No Brasil, a unidade de cuidados paliativos possui sete leitos e situa-se em hospital público da cidade de Porto Alegre/RS. Na França, a unidade possui dez leitos e faz parte de um hospital público de Grenoble, cidade localizada no sudeste da França. O tempo de imersão em campo, na França e no Brasil, foi de 24 meses, entre outubro de 2014 e outubro de 2016.

Em relação às negociações e aproximações para realizar a pesquisa, no cenário brasileiro, o fato de a pesquisadora principal do estudo ter realizado estágio de docência junto com sua a orientadora na unidade de cuidados paliativos, em 2012 e 2014, favoreceu o processo de “aceitação” para acompanhamento dos profissionais no cotidiano de trabalho. Ainda nesse cenário, a aproximação com as pessoas em cuidados paliativos e suas famílias se deu da seguinte forma: a pesquisadora apresentava-se, no hospital, como enfermeira que acompanhava a equipe para uma pesquisa sobre “as dificuldades e facilidades de estar no hospital e estar em casa”. No decorrer das conversas, os pacientes ou os familiares abordavam, de alguma forma, as inquietações sobre o final de vida. Assim, após uma ou duas visitas, realizava-se o convite para participação no estudo.

Ainda sobre esse aspecto, na França, a principal limitação foi a incompreensão, por parte dos profissionais de saúde e de alguns pacientes, sobre a atuação do enfermeiro como pesquisador. Como a identidade deste profissional, nesse país, ainda está atrelada ao desenvolvimento de técnicas e procedimentos específicos da área, os profissionais pensavam que a pesquisadora de deslocaria pelos serviços para prestar cuidados aos pacientes. Isso não era possível por dois motivos: 1) o diploma brasileiro não é válido na França e 2) realizar cuidados não era o objetivo da pesquisa. Contudo, assim como no Brasil, a pesquisadora auxiliou as equipes a desempenharem algumas atividades, como a higiene corporal dos pacientes, a fim de favorecer a interação e a aceitação diante dos profissionais de saúde. Em relação aos pacientes, a abordagem utilizada para negociar a participação na pesquisa se deu da mesma maneira que no Brasil.

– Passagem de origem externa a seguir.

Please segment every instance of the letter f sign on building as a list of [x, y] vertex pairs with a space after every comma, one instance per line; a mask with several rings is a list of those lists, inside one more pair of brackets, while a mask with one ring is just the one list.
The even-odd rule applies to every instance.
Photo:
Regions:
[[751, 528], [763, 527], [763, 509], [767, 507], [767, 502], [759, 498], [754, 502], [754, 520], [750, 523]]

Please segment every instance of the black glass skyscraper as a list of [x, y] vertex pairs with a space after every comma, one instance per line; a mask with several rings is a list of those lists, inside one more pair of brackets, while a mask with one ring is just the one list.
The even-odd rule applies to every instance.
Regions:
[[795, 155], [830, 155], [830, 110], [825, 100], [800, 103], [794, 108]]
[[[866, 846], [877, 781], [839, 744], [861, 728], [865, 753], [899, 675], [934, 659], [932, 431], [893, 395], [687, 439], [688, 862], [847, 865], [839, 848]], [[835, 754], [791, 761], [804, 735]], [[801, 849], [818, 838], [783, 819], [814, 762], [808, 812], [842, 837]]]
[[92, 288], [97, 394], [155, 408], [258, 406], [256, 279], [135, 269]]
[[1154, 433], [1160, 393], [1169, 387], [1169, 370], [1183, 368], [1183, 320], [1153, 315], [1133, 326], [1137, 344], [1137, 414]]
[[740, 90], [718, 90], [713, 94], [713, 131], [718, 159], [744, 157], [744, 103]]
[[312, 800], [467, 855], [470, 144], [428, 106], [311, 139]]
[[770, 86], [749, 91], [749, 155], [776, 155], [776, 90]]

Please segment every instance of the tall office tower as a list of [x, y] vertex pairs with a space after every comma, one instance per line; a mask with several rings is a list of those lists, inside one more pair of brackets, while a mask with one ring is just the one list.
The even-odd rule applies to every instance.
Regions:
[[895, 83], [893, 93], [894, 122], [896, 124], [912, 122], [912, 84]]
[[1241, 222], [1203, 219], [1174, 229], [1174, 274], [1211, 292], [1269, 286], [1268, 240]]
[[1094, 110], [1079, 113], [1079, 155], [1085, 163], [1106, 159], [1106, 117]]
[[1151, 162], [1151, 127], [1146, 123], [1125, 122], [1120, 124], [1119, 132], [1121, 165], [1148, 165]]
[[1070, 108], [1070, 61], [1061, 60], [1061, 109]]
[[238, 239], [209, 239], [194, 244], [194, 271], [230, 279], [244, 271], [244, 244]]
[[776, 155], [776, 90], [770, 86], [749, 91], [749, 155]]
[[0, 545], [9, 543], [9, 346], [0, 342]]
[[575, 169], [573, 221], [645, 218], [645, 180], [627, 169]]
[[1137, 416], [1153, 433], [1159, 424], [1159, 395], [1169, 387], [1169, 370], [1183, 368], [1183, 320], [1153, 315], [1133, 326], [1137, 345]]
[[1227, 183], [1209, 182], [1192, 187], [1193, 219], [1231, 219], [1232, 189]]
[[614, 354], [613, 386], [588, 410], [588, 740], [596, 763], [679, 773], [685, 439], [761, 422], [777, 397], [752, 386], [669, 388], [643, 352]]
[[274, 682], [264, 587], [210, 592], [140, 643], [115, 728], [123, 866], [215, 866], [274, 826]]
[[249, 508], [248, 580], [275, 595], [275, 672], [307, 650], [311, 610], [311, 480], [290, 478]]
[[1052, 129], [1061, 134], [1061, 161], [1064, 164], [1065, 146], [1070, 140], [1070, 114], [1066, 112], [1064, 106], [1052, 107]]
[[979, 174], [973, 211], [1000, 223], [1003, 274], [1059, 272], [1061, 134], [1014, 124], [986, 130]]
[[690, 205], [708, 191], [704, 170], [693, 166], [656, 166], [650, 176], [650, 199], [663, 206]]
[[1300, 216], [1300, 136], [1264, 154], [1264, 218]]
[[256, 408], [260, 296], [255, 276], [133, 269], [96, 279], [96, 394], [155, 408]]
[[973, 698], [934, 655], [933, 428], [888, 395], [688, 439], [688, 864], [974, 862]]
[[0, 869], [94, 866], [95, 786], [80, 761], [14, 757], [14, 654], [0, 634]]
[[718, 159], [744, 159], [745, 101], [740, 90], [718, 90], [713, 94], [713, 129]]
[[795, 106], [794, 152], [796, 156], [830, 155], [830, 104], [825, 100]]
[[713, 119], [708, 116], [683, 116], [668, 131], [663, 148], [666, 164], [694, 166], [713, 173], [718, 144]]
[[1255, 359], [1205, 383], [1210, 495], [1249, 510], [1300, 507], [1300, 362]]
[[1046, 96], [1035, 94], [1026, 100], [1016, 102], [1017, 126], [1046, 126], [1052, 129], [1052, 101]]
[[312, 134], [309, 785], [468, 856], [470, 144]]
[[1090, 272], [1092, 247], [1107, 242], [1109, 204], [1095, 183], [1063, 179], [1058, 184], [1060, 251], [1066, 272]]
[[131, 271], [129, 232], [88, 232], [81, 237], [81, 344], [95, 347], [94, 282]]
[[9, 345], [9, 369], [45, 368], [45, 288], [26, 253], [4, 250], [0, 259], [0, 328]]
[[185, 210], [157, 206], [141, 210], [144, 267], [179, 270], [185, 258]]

Em relação aos profissionais de saúde, foram selecionados aqueles que participavam da organização do retorno ao domicílio, quais sejam: enfermeiros, médicos, assistentes sociais e auxiliares ou técnicos de enfermagem. As pessoas em cuidados paliativos foram selecionadas a partir de contato prévio com os profissionais de saúde e de consulta ao prontuário.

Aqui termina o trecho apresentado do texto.